Por Philippa Roxby – BBC News
Autoridades de saúde do Reino Unido identificaram uma nova cepa de mpox — doença anteriormente conhecida como varíola dos macacos — em um paciente que havia retornado recentemente de uma viagem à Ásia. Segundo o UK Health Security Agency (UKHSA), o vírus combina características de dois grandes grupos já conhecidos: os clados Ib e IIb, este último associado ao surto global registrado em 2022. A nova variante ainda não recebeu nome oficial.

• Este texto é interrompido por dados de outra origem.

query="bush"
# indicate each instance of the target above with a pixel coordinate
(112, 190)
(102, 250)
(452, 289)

O UKHSA afirma que a evolução viral é esperada e segue em análise para determinar a relevância e o potencial impacto dessa combinação genética. Apesar da novidade, a agência reforça que a vacinação continua sendo a melhor forma de proteção contra quadros graves da doença, com eficácia estimada entre 75% e 80%. Embora ainda não existam estudos específicos sobre a proteção contra essa nova cepa, especialistas acreditam que o imunizante deve oferecer alto nível de defesa.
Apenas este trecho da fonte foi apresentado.